Background of the Court Challenge
The BLM rules, issued in March 2015 but stayed by Skavdahl later that year, focused on three aspects of oil and gas development on public lands: wellbore construction, chemical disclosure and wastewater management. The rules included a requirement that oil and gas producers disclose chemicals used in fracking operations, as well as requirements related to storage of recovered wastewater, concrete barriers between wells and water zones, and detailed disclosure of existing well locations. Arguing that the rules exceeded the BLM’s authority and were unnecessarily redundant of applicable state laws, industry groups, the Ute Indian tribe and the states of Colorado, North Dakota, Wyoming and Utah filed lawsuits challenging the rules.

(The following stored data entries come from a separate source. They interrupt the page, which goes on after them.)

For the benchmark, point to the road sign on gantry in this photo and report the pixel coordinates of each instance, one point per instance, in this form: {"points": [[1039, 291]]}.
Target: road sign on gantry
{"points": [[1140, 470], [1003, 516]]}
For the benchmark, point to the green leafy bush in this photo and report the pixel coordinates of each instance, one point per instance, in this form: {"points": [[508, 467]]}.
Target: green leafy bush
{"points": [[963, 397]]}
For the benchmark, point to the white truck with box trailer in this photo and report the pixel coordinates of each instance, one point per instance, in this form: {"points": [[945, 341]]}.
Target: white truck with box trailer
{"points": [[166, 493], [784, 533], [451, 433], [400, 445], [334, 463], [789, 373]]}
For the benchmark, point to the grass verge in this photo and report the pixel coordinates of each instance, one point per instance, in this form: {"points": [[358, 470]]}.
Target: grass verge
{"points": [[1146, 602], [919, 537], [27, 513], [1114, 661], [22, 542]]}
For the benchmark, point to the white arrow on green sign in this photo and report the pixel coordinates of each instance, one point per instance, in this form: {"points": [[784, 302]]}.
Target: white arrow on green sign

The BLM, a bureau of the U.S. Department of the Interior, argued that the fracking rules fell within its broad “regulatory sphere” provided by federal statutes related to mineral leases and royalties on federal lands. The court disagreed, finding that those statutes did not grant the broad authority to regulate hydraulic fracturing claimed by the federal government. To the contrary, the court unequivocally concluded that “hydraulic fracturing is not subject to federal regulation unless it involves the use of diesel fuels,” referencing the Energy Policy Act of 2005 (the 2005 EP Act) passed by Congress during the George W. Bush administration.
Prior to 2005, the Safe Drinking Water Act (SDWA) authorized the Environmental Protection Agency (EPA) to regulate fracking. The court found that the 2005 EP Act “expressly and unambiguously” amended the SDWA to exclude hydraulic fracturing operations from the definition of “underground injection” subject to regulation by EPA under the SDWA, except for fracking operations involving diesel.

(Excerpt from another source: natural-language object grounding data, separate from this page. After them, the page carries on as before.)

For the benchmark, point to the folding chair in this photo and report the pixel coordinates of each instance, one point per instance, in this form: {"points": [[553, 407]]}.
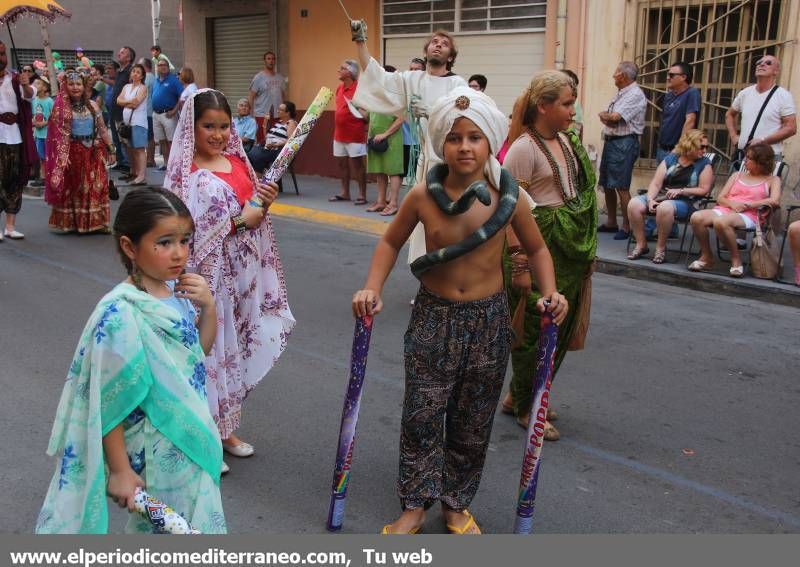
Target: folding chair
{"points": [[713, 157]]}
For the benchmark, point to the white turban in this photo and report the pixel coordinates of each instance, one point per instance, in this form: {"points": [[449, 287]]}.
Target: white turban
{"points": [[481, 109]]}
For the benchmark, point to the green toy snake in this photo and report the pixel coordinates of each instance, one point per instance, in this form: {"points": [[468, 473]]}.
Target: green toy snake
{"points": [[509, 191]]}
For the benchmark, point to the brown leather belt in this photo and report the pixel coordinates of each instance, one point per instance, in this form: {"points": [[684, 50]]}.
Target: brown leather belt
{"points": [[8, 118]]}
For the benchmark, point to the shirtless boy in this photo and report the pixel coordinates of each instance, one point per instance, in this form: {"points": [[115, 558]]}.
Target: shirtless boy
{"points": [[458, 340]]}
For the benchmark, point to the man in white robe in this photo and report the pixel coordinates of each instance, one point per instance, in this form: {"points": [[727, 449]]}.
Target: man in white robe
{"points": [[410, 91]]}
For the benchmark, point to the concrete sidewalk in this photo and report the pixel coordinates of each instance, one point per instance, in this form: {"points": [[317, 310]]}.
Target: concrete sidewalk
{"points": [[312, 205]]}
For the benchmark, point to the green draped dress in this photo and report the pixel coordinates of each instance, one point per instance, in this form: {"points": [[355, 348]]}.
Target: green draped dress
{"points": [[570, 232]]}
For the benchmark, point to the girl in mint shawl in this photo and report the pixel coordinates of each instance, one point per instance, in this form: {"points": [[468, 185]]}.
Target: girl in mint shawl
{"points": [[549, 162], [133, 412]]}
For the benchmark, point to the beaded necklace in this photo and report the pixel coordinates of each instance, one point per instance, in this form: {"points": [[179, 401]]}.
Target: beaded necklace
{"points": [[569, 191]]}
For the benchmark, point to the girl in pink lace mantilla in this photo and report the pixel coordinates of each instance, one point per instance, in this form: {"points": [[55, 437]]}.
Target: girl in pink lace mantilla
{"points": [[234, 249]]}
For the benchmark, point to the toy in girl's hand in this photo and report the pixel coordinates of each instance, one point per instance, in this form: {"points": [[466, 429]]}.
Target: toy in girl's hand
{"points": [[358, 30], [163, 518]]}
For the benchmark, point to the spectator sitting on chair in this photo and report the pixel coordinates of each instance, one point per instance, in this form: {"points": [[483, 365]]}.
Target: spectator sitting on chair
{"points": [[245, 124], [794, 246], [737, 208], [261, 157], [683, 176]]}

Given Congress’ clear intent to exclude hydraulic fracturing from federal regulation, Skavdahl described BLM’s rules as “an end-run around the 2005 EP Act; however, regulation of an activity must be by Congressional authority, not administrative fiat. The Court finds the intent of Congress is clear, so that is the end of the matter.”
What This Means to You
Although the federal government is expected to appeal the decision, the immediate impact of the court’s decision is that oil and gas producers will not be required to spend time and resources to comply with the BLM rules. The court’s decision reaffirms the long-standing principle that the states, rather than the federal government, are in the best position to regulate oil and natural gas production, including hydraulic fracturing.

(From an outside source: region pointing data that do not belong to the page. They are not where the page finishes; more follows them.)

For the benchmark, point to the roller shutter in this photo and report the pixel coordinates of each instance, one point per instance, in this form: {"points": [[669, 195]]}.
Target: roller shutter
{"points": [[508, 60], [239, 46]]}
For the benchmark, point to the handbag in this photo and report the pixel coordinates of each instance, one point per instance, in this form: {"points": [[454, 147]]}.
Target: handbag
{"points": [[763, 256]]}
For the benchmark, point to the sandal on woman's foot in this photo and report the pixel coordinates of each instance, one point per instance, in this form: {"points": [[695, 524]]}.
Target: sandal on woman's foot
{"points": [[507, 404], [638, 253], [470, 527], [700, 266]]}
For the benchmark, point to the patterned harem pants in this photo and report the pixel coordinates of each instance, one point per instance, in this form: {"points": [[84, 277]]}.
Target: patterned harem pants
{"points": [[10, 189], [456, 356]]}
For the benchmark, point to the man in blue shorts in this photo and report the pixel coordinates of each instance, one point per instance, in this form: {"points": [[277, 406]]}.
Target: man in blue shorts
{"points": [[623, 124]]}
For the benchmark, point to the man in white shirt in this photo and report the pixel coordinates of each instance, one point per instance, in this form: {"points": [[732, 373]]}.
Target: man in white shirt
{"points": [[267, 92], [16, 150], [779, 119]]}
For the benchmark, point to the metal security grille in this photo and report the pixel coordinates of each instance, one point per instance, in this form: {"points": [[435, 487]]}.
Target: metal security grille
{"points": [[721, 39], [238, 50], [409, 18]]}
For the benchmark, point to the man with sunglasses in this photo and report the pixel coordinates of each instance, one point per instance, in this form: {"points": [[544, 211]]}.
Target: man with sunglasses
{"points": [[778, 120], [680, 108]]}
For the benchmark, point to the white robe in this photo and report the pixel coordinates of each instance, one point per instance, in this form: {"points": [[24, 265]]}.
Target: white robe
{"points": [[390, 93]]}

The decision also underscores the limitations of executive power in the face of congressional inaction on regulatory issues relating to the oil and gas industry. As Skavdahl noted, “Congress’ inability or unwillingness to pass a law desired by the executive branch does not default authority to the executive branch to act independently, regardless of whether hydraulic fracturing is good or bad for the environment or the Citizens of the United States.”